Are your operative concepts properly defined/explained? Does your thesis claim make room for your analysis to evolve over the course of your discussion? Do you have enough related yet distinct supportive claims to sustain an extended discussion? Are these supportive claims clearly organized in your opening? Does your thesis establish a necessary order of operations for your analysis? 
Remember: when in doubt formulating a thesis level claim, rely on the language and logic of the prompt to help organize your answer. But seek specificity; we never want our thesis to be a mere recitation of the assignment premise.   
Paragraph Level: 
How are your talk-to-text (T2T) claims? Is the opening of your paragraph too general? Are your claims attributed? In other words, does the reader know who is speaking? (God voice?)  

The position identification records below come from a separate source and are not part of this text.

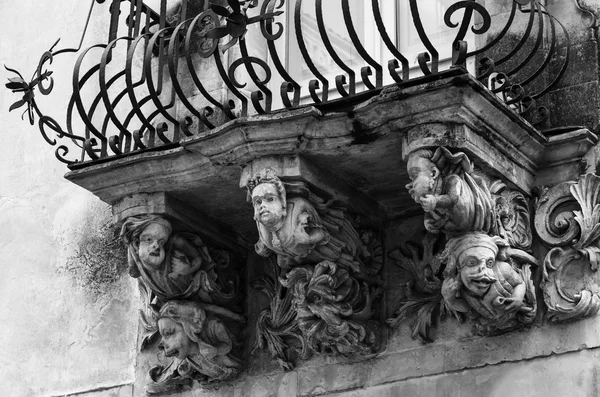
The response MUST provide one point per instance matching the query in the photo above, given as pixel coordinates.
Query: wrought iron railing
(148, 91)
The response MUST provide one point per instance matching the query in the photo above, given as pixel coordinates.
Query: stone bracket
(184, 214)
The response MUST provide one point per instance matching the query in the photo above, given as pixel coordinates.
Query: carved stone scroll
(184, 304)
(329, 270)
(568, 221)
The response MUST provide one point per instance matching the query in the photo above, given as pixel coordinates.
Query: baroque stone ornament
(484, 270)
(330, 269)
(423, 291)
(454, 198)
(568, 221)
(184, 303)
(174, 266)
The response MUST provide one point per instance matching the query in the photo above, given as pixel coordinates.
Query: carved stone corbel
(189, 292)
(568, 222)
(484, 269)
(327, 264)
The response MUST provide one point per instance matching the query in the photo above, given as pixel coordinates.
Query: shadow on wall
(91, 252)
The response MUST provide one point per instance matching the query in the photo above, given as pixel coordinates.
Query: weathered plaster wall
(68, 313)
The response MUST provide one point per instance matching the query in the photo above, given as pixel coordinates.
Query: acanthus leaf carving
(330, 267)
(486, 267)
(424, 292)
(567, 220)
(278, 324)
(183, 303)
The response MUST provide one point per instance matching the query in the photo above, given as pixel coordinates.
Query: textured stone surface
(57, 337)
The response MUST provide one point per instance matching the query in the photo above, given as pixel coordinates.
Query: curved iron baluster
(155, 91)
(564, 66)
(500, 35)
(536, 45)
(104, 86)
(365, 71)
(227, 108)
(313, 85)
(393, 64)
(188, 54)
(136, 105)
(525, 36)
(266, 27)
(172, 58)
(424, 57)
(86, 117)
(547, 58)
(255, 96)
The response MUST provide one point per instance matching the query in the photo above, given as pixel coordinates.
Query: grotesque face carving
(175, 343)
(152, 245)
(268, 205)
(476, 271)
(422, 173)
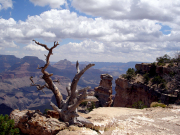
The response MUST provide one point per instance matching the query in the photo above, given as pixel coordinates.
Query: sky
(91, 30)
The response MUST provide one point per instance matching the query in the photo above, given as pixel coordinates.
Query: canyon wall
(104, 91)
(128, 94)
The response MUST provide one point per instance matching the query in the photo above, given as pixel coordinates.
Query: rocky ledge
(106, 120)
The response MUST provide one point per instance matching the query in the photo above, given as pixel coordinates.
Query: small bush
(91, 107)
(130, 73)
(83, 103)
(152, 71)
(7, 126)
(171, 64)
(139, 105)
(146, 78)
(157, 80)
(45, 111)
(156, 104)
(160, 64)
(163, 85)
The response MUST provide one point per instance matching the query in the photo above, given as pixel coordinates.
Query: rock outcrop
(128, 94)
(104, 91)
(32, 122)
(147, 67)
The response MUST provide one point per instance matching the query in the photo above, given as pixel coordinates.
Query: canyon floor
(128, 121)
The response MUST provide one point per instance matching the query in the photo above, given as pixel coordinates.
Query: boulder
(33, 122)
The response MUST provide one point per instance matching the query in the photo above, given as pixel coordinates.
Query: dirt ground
(128, 121)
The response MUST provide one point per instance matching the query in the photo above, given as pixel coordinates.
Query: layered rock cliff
(104, 91)
(128, 93)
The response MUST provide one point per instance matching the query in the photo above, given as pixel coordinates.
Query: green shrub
(156, 104)
(171, 64)
(160, 64)
(152, 71)
(45, 111)
(139, 105)
(7, 126)
(91, 107)
(165, 59)
(84, 103)
(157, 80)
(146, 78)
(163, 85)
(130, 73)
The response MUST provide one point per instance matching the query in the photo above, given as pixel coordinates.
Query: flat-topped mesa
(128, 94)
(104, 91)
(148, 67)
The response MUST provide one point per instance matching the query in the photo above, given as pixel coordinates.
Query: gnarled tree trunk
(67, 109)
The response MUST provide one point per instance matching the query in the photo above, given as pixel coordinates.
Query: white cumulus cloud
(5, 4)
(33, 47)
(51, 3)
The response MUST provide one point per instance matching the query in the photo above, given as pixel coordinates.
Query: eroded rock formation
(129, 93)
(32, 122)
(104, 91)
(147, 67)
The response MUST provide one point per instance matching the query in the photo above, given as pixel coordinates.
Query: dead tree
(67, 109)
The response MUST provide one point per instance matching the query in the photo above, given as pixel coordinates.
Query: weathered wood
(67, 109)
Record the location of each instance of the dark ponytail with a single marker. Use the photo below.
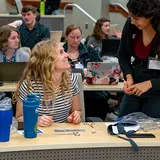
(148, 9)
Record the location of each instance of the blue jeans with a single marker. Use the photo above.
(148, 105)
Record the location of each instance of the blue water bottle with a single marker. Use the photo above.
(30, 115)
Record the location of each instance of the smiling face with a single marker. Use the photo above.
(74, 38)
(140, 22)
(29, 17)
(105, 28)
(62, 63)
(13, 40)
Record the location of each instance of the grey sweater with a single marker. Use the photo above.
(21, 55)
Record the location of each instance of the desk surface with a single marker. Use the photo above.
(51, 140)
(117, 88)
(19, 16)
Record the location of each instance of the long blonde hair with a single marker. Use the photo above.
(41, 65)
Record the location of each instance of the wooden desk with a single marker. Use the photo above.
(114, 88)
(88, 146)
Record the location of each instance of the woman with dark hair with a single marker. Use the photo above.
(100, 32)
(138, 56)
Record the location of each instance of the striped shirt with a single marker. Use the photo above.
(60, 107)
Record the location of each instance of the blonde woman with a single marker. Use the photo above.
(48, 73)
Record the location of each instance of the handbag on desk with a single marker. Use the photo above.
(124, 128)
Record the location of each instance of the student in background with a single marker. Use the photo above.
(100, 32)
(79, 55)
(141, 41)
(48, 73)
(52, 6)
(31, 31)
(10, 50)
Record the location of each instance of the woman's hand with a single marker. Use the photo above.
(45, 121)
(74, 117)
(117, 33)
(140, 88)
(127, 85)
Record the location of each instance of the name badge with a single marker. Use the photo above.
(153, 63)
(79, 66)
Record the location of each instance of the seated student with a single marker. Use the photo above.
(10, 50)
(48, 73)
(101, 31)
(31, 31)
(79, 55)
(18, 23)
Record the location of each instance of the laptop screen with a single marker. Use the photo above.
(110, 47)
(11, 71)
(19, 6)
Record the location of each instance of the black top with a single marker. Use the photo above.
(138, 69)
(31, 37)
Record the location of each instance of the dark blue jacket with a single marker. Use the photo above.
(139, 68)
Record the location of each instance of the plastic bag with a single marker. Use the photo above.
(146, 122)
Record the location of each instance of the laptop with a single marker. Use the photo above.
(110, 47)
(19, 6)
(57, 35)
(103, 72)
(11, 72)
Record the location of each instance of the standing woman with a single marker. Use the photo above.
(141, 42)
(96, 102)
(10, 50)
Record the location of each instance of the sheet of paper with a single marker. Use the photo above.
(39, 131)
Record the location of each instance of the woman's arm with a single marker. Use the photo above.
(123, 56)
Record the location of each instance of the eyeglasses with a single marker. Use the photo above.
(74, 37)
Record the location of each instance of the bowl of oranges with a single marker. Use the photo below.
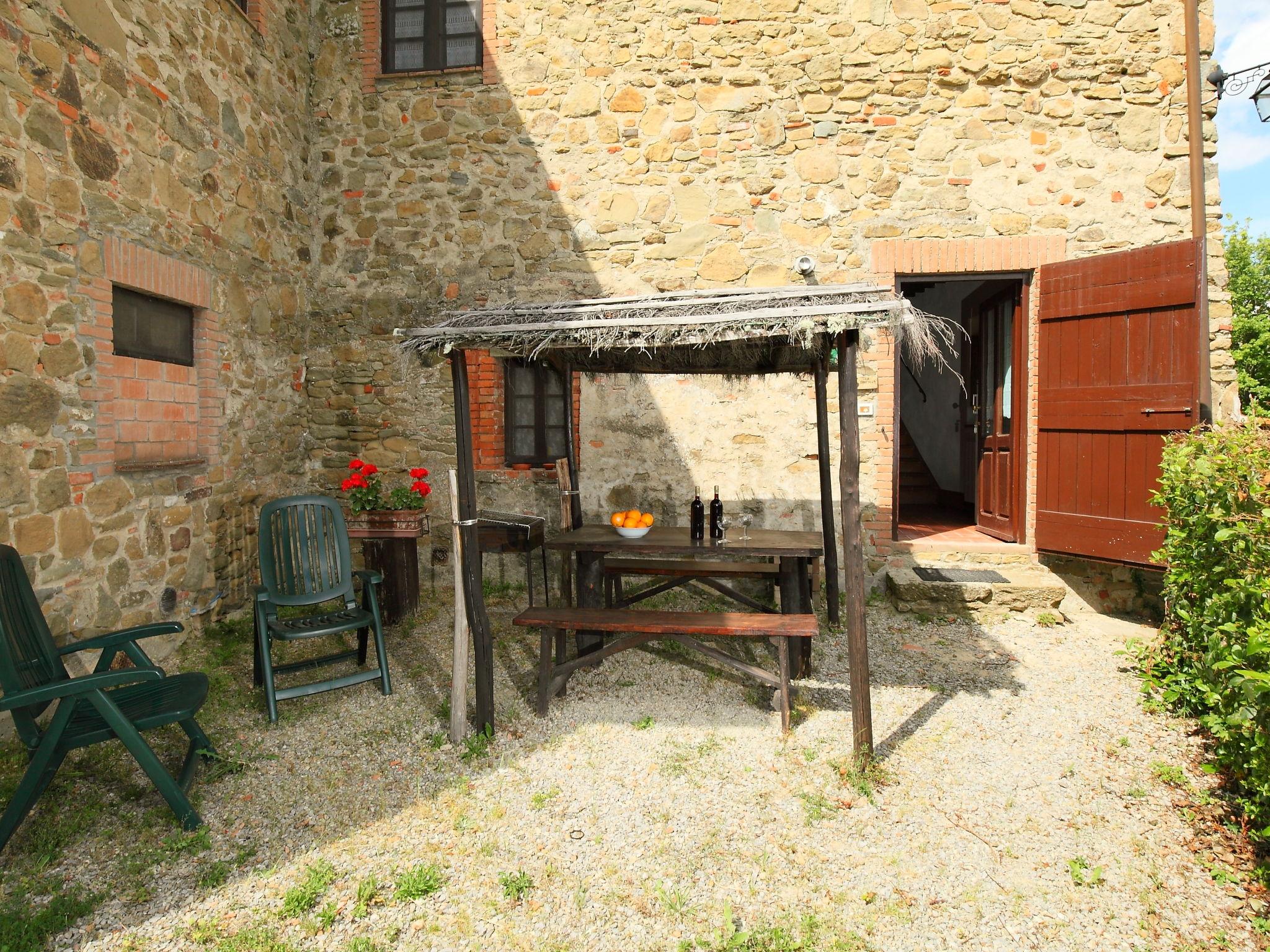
(631, 523)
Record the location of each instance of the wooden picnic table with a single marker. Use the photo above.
(794, 552)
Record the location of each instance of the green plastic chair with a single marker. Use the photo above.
(94, 707)
(305, 562)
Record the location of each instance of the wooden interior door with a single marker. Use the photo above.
(1118, 364)
(993, 405)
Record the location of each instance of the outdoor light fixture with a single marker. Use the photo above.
(1240, 81)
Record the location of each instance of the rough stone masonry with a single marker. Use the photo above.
(606, 148)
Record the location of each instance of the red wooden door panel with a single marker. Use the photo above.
(1118, 368)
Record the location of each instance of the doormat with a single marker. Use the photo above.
(928, 574)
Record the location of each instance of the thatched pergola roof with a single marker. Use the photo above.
(718, 329)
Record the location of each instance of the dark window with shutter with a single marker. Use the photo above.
(153, 329)
(534, 415)
(431, 35)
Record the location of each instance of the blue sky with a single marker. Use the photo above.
(1244, 141)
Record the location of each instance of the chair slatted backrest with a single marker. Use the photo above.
(304, 551)
(29, 656)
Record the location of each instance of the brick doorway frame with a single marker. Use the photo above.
(897, 259)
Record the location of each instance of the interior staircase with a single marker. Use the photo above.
(917, 487)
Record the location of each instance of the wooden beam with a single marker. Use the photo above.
(474, 588)
(822, 448)
(853, 547)
(459, 666)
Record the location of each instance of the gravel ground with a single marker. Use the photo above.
(659, 805)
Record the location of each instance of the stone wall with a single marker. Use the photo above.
(177, 127)
(634, 146)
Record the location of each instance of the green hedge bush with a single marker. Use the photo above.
(1213, 658)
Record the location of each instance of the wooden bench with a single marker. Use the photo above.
(682, 627)
(685, 571)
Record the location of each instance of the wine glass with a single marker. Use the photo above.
(747, 514)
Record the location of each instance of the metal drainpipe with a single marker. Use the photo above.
(1199, 219)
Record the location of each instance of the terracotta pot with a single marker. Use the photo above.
(386, 523)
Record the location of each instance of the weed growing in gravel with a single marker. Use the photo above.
(27, 924)
(516, 885)
(303, 897)
(477, 746)
(1170, 775)
(1083, 874)
(733, 937)
(367, 892)
(673, 899)
(544, 796)
(861, 776)
(817, 808)
(419, 881)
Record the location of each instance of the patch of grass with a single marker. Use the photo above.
(300, 899)
(1085, 874)
(419, 881)
(681, 757)
(477, 746)
(863, 776)
(673, 899)
(544, 796)
(1170, 775)
(734, 937)
(516, 885)
(367, 892)
(27, 922)
(817, 808)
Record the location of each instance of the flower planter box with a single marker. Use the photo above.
(388, 523)
(390, 546)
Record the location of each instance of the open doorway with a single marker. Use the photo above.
(961, 420)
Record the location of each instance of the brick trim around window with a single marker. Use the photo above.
(373, 54)
(151, 414)
(488, 399)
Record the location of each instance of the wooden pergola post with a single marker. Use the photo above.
(853, 549)
(474, 588)
(822, 451)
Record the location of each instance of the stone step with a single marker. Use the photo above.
(1028, 588)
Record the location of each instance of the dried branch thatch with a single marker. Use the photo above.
(741, 322)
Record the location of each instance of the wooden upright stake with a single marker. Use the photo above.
(563, 479)
(474, 588)
(853, 549)
(459, 668)
(822, 448)
(571, 450)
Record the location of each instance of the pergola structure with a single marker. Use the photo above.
(733, 332)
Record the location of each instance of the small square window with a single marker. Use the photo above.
(431, 35)
(534, 414)
(153, 328)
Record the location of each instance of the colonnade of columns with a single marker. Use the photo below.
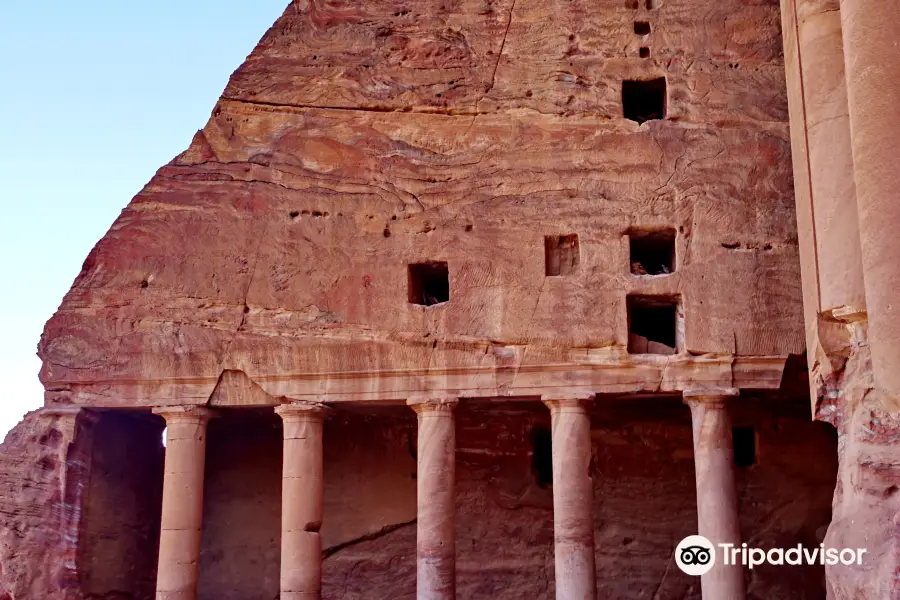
(302, 498)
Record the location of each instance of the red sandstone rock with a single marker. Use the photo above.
(270, 261)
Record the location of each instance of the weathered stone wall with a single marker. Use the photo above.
(358, 139)
(644, 501)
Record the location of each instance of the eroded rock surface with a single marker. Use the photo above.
(358, 139)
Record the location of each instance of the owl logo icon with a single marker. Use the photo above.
(695, 555)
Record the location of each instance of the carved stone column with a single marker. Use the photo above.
(436, 480)
(717, 513)
(573, 494)
(873, 91)
(182, 510)
(302, 487)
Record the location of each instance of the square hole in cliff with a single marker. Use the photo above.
(561, 254)
(644, 100)
(429, 283)
(652, 324)
(652, 252)
(744, 439)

How are your warrant claims both at the T2T level and following each piece of supportive evidence? Do these claims steer your supportive point clearly towards the goals of your thesis? Are you leaving the right kind of breadcrumbs for your reader to follow? 
Conceptually, is your supportive paragraph bottom-heavy? Have you buried the lede? That is, have you started the paragraph with the biggest, most thesis-friendly T2T claim (yay!). Or does the most focused, thesis-oriented statement arrived in the middle or towards the end? 
Remember that evidence best employed to support your paragraph’s main claim not introduce it. Body-level supportive paragraphs in final drafts (and portfolio revisions) need to start with their ideas not arrive at them. Don’t let the paragraph become a record of your figuring out your supportive logic.
 
How have you integrated your quoted material? Paraphrase? Direct quote? Have your formatted it correctly? Does your analysis/warrant claim treat the entirety of the quoted material? IOW, do you have something to say about all the cited material? If not, streamline. 
Have you missed any opportunities for a direct quote? Have you set the reader up to expect a direct reference to the text and then not delivered? In general, everyone should look for places to add additional intertextual support.  
Surface Level: 
Do your sentences suffer from vague pronouns? Too many commas? Does your sentence structure rely too heavily on apposition. Read your prose aloud to catch overly convoluted or vague formulations. 
Are the transitions between your sentences built out of words or punctuation? Avoid semi-colons or hyphens. 
Does your sentence have an “,-ing” transition in the middle of it? If so, is this transition functioning properly or does it result in a dangling participle? For example: 
Donald Bar makes the astute claim that SES is a driving factor in health care disparities, resulting in the ongoing marginalization of those unfortunate enough to get sick while impoverished. 
Finally: Anything else you can think of? What are some of your own priorities going into the revision portion of the final portfolio project?